The PRKAR1A gene is fused to RARA in a new variant acute promyelocytic leukemia

The majority of acute promyelocytic leukemia (APL) cases are characterized by the PML-RARA fusion gene, usually as a consequence of the t(15;17)(q22;q21) translocation.¹  As a result, retinoid sensitivity of the retinoic acid receptor α (RARα), which normally functions as a retinoid-inducible transcription factor, is reduced, causing a block in myeloid differentiation.²  Prolonged disease-free survival can be achieved by combining all-trans retinoic acid (ATRA) and chemotherapy.³  Arsenic trioxide (As₂O₃) is of proven value in relapsed disease⁴  and is also effective during initial induction or consolidation or both.⁵  In a small number of APL variants, RARA (at chromosome 17q21) is fused with an alternative partner gene; promyelocytic leukemia zinc finger (PLZF, 11q13),⁶  nucleophosmin (NPM, 5q35),⁷  nuclear mitotic apparatus (NUMA, 11q23),⁸  or signal transducer and activator of transcription 5b (STAT5B, 17q21).⁹  RARα fusions to PML, NPM, and NUMA are ATRA responsive, whereas PLZF-RARα is ATRA resistant.^10,11  This report describes a new variant APL and identifies the RARA partner gene.

The patient concerned in this report was originally registered in a multicenter national trial for acute promyelocytic leukemia that had institutional ethics approval at the hospital concerned.
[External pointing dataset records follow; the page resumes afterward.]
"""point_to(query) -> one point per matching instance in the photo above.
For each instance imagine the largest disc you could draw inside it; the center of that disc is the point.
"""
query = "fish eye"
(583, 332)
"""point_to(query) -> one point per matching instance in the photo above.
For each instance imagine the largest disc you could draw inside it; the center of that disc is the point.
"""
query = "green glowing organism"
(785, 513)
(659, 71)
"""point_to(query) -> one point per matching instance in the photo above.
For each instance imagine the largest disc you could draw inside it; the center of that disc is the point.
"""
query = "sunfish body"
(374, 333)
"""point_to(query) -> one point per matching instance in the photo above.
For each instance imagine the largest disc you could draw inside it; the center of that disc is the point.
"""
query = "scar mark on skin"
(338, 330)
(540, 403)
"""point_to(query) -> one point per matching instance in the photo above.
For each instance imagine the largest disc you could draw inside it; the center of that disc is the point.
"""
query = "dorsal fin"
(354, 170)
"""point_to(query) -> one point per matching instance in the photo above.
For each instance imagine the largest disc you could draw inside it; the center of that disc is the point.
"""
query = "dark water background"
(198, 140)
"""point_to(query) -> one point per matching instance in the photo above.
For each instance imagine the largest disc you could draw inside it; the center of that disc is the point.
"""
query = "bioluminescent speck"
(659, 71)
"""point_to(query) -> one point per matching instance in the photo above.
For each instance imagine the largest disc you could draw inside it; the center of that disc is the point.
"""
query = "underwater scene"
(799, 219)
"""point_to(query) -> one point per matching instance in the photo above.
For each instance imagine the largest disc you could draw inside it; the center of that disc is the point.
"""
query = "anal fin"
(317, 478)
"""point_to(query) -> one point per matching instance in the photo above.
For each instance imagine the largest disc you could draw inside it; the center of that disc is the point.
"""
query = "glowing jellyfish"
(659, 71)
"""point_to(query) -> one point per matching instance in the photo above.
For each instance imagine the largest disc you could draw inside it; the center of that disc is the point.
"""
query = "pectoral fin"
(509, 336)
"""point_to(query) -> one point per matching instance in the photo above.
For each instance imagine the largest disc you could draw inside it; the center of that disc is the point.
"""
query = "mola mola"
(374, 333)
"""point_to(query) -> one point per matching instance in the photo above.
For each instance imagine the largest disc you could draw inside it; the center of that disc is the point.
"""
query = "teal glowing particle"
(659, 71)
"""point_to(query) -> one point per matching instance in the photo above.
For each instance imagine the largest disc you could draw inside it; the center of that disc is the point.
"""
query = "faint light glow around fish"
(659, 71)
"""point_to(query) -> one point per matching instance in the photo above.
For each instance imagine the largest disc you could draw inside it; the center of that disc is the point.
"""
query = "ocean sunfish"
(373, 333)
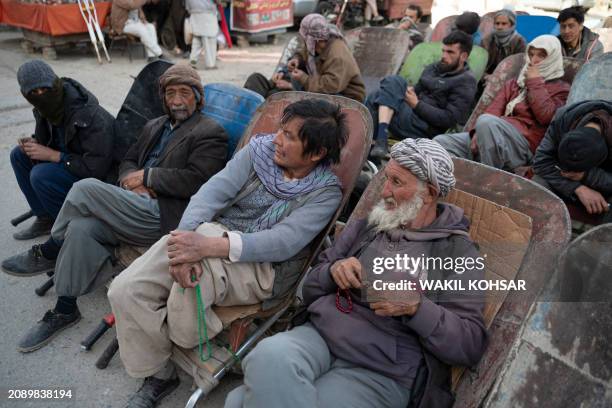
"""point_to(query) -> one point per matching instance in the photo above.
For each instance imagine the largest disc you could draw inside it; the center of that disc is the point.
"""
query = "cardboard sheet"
(503, 235)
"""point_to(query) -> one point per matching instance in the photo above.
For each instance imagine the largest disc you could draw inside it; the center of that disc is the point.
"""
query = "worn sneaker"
(28, 263)
(151, 392)
(45, 330)
(40, 226)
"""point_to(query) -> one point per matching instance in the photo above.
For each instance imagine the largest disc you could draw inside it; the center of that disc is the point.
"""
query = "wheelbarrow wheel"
(49, 53)
(27, 47)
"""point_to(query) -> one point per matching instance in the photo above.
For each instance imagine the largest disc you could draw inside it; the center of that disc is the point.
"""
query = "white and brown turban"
(428, 161)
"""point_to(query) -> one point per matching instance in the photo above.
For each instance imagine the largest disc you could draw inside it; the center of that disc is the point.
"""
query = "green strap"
(202, 329)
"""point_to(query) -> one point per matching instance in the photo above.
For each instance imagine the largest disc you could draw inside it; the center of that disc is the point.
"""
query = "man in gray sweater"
(364, 346)
(242, 240)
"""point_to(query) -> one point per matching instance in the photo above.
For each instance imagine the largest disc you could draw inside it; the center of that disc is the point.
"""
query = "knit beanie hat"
(582, 149)
(468, 22)
(183, 74)
(35, 74)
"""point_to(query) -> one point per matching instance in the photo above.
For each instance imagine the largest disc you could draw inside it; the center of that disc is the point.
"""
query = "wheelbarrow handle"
(107, 322)
(18, 220)
(108, 354)
(44, 288)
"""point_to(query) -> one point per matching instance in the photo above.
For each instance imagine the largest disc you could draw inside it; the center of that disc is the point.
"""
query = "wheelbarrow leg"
(42, 289)
(197, 394)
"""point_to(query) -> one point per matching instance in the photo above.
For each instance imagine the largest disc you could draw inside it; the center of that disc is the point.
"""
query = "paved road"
(61, 365)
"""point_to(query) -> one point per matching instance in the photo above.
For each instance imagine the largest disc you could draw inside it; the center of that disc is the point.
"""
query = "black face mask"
(51, 103)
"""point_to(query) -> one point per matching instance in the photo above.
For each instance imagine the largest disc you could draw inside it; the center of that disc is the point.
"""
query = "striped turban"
(428, 161)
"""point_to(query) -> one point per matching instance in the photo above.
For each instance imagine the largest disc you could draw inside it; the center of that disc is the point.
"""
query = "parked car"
(557, 5)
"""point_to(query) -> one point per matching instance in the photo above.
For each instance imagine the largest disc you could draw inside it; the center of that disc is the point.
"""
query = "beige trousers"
(152, 311)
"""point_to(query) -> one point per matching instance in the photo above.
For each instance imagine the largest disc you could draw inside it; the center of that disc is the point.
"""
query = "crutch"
(92, 11)
(83, 6)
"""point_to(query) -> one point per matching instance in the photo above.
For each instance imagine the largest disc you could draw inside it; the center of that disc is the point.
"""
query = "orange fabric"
(57, 19)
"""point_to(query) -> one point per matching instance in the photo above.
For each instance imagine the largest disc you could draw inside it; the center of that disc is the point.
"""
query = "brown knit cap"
(182, 74)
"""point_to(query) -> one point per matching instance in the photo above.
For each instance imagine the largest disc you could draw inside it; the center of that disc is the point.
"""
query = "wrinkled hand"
(281, 83)
(186, 247)
(142, 190)
(133, 180)
(187, 275)
(293, 64)
(573, 175)
(298, 75)
(410, 97)
(278, 76)
(408, 307)
(592, 200)
(474, 146)
(347, 273)
(532, 71)
(36, 151)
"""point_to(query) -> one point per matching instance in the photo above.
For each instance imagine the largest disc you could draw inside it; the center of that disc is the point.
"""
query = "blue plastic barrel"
(532, 26)
(232, 107)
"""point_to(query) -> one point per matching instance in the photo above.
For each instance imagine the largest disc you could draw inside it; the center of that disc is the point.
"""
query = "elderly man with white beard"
(360, 348)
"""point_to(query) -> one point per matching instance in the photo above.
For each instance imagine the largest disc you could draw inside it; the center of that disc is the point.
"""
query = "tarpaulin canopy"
(53, 19)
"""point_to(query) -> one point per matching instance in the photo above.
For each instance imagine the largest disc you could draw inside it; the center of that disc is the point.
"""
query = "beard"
(401, 216)
(179, 114)
(443, 67)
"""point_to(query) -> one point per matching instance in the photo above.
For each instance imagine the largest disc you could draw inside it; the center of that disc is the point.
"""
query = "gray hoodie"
(449, 325)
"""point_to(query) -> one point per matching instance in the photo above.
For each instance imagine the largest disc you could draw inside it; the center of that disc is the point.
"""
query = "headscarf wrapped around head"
(182, 74)
(550, 67)
(428, 161)
(503, 37)
(314, 27)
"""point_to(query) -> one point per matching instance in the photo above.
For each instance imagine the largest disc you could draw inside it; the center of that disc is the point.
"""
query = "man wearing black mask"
(439, 101)
(174, 155)
(73, 139)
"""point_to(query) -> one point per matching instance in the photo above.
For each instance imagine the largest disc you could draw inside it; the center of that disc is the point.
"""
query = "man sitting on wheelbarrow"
(242, 240)
(324, 65)
(439, 101)
(507, 135)
(73, 139)
(361, 348)
(575, 156)
(174, 156)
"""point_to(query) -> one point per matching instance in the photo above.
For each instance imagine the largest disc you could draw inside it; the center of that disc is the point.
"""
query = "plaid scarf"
(271, 176)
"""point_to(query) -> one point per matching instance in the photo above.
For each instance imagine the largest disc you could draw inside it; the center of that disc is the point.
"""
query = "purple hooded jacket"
(451, 327)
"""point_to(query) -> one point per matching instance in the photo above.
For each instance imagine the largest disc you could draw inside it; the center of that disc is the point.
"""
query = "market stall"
(48, 25)
(260, 17)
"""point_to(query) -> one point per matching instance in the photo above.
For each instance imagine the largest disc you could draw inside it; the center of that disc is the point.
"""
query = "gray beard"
(399, 217)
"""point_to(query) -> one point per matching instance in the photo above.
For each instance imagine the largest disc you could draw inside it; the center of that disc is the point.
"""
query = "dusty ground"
(61, 365)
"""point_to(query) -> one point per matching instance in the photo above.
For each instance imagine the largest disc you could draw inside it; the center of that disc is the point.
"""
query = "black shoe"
(41, 226)
(28, 263)
(45, 330)
(151, 392)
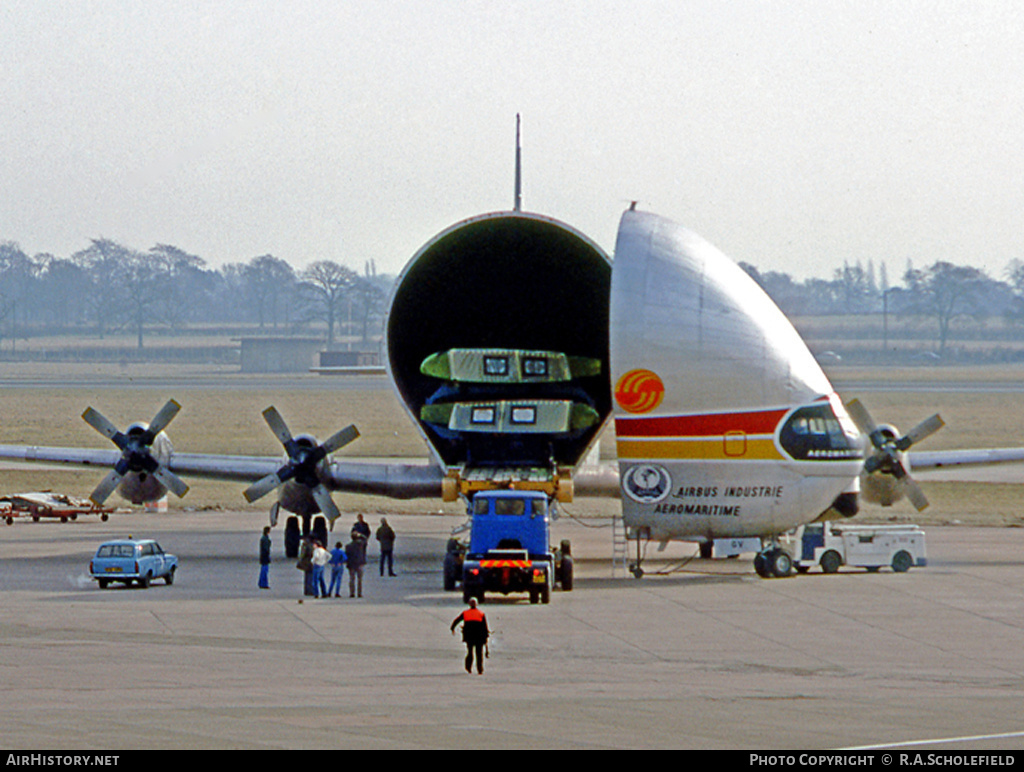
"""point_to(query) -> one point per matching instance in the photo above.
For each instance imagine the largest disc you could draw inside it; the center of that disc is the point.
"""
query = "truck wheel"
(450, 581)
(566, 573)
(902, 561)
(830, 561)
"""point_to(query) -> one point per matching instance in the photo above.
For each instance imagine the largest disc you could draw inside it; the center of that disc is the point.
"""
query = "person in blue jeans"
(321, 558)
(337, 569)
(264, 559)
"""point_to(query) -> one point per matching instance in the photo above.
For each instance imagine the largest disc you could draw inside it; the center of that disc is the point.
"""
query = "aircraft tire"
(761, 565)
(779, 563)
(902, 561)
(830, 562)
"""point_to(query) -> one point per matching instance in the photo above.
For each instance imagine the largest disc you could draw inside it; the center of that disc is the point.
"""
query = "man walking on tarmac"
(474, 635)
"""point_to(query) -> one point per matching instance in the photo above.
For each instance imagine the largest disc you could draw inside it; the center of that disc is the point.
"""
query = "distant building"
(280, 354)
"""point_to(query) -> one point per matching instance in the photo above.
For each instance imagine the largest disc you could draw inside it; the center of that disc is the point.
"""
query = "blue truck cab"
(509, 548)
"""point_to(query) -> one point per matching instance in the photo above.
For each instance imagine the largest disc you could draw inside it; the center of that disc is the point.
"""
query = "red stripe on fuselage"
(760, 422)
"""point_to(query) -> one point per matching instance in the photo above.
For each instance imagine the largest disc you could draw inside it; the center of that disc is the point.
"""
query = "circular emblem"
(646, 483)
(639, 391)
Informed consent was obtained in accordance with the Declaration of Helsinki. The patient was subsequently deemed ineligible for that trial because he failed to meet the required genetic inclusion criterion. This report is concerned with an in vitro characterization of the patient's leukemic cells and did not involve any direct patient experimentation.

A 66-year-old man with a history of excessive alcohol consumption, clinical evidence of chronic liver disease, and a 14-month history of mild thrombocytopenia was investigated for lethargy, anorexia, and weight loss. A full blood count showed a hemoglobin level of 104 g/L, white cell count of 5.3 × 10⁹/L, neutrophil count of 2.1 × 10⁹/L, and platelet count of 93 × 10⁹/L. The blood film was leukoerythroblastic with occasional hypergranular promyelocytes. Both creatinine (0.22 mmol/L) and γ-glutamyltransferase (5.17 μkat/L [310 U/L]) were mildly elevated. Coagulopathy was absent apart from mildly increased D-dimers (0.4 mg/L; normal, < 0.2 mg/L). A markedly hypercellular marrow contained 88% hypergranular promyelocytes, and most exhibited regular nuclear outlines (Figure 1A). Auer rods and faggot cells were absent. Flow cytometric analysis revealed strong intracellular myeloperoxidase expression; however, expression of CD13, CD33, and CD11b was weak. The cells were negative for CD2, CD19, CD34, CD56, CD117, and HLA-DR. The karyotype was 47,XY,+22[5]/46,XY[30], without the classic t(15;17) translocation. Fluorescence in situ hybridization (FISH) studies showed del(17)(q21)(5′RARA-,3′RARA+) (Figure 1B) plus a split RARA signal (Figure 1C) with RARA break-apart and PML-RARA dual fusion probes, respectively.

Treatment was commenced with ATRA (45 mg/m²/d), idarubicin (9 mg/m²/d on days 2, 4, 6, and 8), and As₂O₃ (0.15 mg/kg/d from day 9); however, arsenic was suspended on day 22 because of sepsis and cardiac toxicity. Complete remission was documented on day 35 by morphology, cytogenetics, and interphase FISH. Two cycles of consolidation (infusional cytarabine 100 mg/m²/d × 7 and amsacrine 100 mg/m²/d × 3) were administered, superimposed on continuous ATRA, and were followed by maintenance therapy (ATRA for 2 weeks every 3 months). Eleven months after diagnosis, a full blood count showed mild anemia (99 g/L), normal neutrophils, and marked thrombocytopenia (20 × 10⁹/L), and the marrow showed essentially normal trilineage hemopoiesis. Cytogenetic analysis and interphase FISH were both normal (46,XY[40] and nuc ish(RARAx2)[72], respectively). Two years from diagnosis, the patient remains clinically free of leukemia with further hematologic improvement: normal hemoglobin level, normal neutrophil count, and moderate thrombocytopenia (platelets, 61 × 10⁹/L).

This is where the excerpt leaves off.